Create a spot instance

更新时间:
复制 MD 格式

ECI supports spot instances. You can use spot instances for short-lived Jobs and certain stateless applications with high scalability and fault tolerance to reduce instance costs. This topic describes how to create a spot ECI pod in a Kubernetes cluster.

Background information

A preemptible instance is a low-cost, bid-based instance. You can bid on idle Alibaba Cloud compute resources to run your containers. The instance runs until your bid is lower than the current market price or the resource inventory is insufficient, which triggers resource reclamation.

Preemptible instances are ideal for short-running jobs and stateless applications that require high scalability and fault tolerance, such as elastically scalable web services, image rendering, big data analytics, and large-scale parallel computing. The more distributed, scalable, and fault-tolerant your application is, the more you can benefit from using preemptible instances to save costs and increase throughput. For more information, see What is a preemptible instance?.

Key concepts

Before you create a preemptible instance, understand the following:

  • Billing

    The market price of a preemptible instance fluctuates with supply and demand. When you create a preemptible instance, you must specify a bidding mode. If the real-time market price for the specified instance type is lower than your bid and there is sufficient inventory, the instance is created successfully. After creation, you are billed at the market price at the time of creation during the protection period (1 hour by default). After this period, you are billed at the real-time market price.

    Note

    Preemptible instances are offered at a discount compared to pay-as-you-go instances. The actual price fluctuates with supply and demand, and you are charged for the actual usage duration. For more information, see Preemptible instance billing.

  • Reclamation mechanism

    After the protection period ends, the system automatically checks the market price and inventory of the instance type every 5 minutes. If the market price at any point exceeds your bid or the inventory for the instance type is insufficient, the system releases the preemptible instance.

    Note
    • About 3 minutes before resource reclamation, the system generates a release event.

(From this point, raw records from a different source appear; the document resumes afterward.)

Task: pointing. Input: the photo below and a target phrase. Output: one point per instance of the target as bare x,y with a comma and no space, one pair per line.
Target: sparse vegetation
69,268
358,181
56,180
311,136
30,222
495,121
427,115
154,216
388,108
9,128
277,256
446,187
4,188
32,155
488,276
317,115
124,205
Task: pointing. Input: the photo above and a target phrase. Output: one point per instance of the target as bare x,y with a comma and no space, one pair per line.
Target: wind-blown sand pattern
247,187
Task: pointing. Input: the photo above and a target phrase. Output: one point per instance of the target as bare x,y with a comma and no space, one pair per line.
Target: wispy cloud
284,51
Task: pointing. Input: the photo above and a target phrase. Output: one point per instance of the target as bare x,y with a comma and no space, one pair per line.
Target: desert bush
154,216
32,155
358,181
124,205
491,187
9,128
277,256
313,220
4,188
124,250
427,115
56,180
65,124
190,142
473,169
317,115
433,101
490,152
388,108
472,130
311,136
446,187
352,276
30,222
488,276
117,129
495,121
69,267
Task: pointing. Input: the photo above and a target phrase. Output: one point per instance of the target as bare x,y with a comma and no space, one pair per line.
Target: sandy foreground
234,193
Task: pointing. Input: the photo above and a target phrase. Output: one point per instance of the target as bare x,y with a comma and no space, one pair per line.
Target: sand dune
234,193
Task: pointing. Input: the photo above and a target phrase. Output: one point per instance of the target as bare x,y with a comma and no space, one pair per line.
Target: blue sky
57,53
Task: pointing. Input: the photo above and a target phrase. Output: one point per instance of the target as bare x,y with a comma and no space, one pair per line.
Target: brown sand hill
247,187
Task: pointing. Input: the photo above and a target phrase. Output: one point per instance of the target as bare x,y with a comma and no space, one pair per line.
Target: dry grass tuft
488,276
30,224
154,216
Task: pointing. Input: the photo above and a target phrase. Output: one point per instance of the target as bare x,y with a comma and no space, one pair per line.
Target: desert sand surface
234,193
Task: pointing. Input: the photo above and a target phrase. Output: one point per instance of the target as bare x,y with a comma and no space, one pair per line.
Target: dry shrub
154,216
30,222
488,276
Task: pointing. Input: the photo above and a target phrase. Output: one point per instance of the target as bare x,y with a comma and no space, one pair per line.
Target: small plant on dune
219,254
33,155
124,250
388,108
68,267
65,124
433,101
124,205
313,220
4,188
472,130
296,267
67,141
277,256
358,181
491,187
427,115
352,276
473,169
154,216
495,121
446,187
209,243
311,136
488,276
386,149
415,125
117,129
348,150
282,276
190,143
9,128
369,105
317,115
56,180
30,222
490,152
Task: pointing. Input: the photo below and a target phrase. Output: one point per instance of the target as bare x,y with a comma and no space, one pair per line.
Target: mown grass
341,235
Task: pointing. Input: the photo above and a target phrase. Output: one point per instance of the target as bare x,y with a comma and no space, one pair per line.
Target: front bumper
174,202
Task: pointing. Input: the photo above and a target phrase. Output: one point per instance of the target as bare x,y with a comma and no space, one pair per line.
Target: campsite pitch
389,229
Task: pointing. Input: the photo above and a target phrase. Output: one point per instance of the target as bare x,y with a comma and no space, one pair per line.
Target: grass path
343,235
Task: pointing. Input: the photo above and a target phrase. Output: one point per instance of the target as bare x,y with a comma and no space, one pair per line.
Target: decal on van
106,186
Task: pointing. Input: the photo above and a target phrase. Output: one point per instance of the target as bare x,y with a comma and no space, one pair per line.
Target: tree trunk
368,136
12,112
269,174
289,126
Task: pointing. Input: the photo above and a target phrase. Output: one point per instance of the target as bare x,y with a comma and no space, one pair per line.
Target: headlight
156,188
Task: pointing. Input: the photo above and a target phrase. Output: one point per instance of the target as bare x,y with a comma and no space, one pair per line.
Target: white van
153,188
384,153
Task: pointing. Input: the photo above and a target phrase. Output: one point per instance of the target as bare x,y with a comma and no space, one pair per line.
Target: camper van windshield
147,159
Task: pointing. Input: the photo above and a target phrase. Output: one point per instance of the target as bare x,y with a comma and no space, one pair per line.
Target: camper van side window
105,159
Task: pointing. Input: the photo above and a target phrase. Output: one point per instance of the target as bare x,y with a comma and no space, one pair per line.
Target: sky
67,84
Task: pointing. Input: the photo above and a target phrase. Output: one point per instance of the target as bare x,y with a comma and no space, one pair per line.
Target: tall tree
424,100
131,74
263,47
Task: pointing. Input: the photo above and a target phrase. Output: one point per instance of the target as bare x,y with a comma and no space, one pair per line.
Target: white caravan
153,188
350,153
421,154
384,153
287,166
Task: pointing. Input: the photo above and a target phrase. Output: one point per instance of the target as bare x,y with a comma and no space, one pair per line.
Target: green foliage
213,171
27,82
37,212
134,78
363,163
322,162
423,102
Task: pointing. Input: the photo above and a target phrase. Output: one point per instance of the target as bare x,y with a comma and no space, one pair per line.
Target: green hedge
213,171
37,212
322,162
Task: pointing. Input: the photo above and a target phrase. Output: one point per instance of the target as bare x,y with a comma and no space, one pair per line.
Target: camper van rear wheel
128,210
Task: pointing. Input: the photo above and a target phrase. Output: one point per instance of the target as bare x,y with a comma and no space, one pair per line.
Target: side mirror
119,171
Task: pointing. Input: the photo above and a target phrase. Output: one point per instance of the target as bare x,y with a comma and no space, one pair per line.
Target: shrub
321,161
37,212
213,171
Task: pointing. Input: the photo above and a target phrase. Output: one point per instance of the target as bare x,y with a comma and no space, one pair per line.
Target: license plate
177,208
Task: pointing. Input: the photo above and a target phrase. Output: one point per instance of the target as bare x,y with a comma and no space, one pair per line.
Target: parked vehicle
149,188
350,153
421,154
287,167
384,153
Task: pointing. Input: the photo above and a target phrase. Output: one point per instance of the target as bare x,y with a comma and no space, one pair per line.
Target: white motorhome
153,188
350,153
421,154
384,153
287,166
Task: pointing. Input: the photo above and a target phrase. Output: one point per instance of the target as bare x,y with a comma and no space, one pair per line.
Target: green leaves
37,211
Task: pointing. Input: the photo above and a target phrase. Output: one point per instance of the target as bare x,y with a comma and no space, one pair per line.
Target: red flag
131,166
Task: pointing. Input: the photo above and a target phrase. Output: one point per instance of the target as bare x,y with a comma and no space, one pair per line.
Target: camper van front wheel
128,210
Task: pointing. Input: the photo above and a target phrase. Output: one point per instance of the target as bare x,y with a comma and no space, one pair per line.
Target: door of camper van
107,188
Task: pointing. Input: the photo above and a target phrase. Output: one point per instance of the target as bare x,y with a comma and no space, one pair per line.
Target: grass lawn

    • After resource reclamation, the instance is no longer billed, but its information is retained, and its status changes to Expired.

Usage notes

When you use preemptible instances, consider the following:

  • Select a suitable instance type and a reasonable bid.

    You can use ECS OpenAPI operations to query information about preemptible instances over the last 30 days to help you select an instance type and bid. The relevant API operations are:

    Important

    Your bid should be high enough to account for market price fluctuations and align with your business expectations. This increases the chances of successfully creating a preemptible instance and helps prevent it from being released due to price changes, allowing you to meet business needs while saving costs.

  • Save important data on storage media that are not affected by instance releases, such as a Cloud Disk with the release-with-instance option disabled, or File Storage NAS.

Creation methods

You can create a preemptible ECI instance by specifying an ECS instance type or by specifying vCPUs and memory:

  • Specify an ECS instance type

    Billing is based on the pay-as-you-go market price and real-time discount for the specified instance type.

  • Specify vCPU and memory

    This method is equivalent to specifying an ECS instance type. The system automatically matches an ECS instance type that meets the specified resource and price requirements. The market price of the matched instance type serves as the billing base price. This means the discount is applied to the market price of the matched ECS instance type, not the standard pay-as-you-go price for an ECI instance with equivalent vCPU and memory.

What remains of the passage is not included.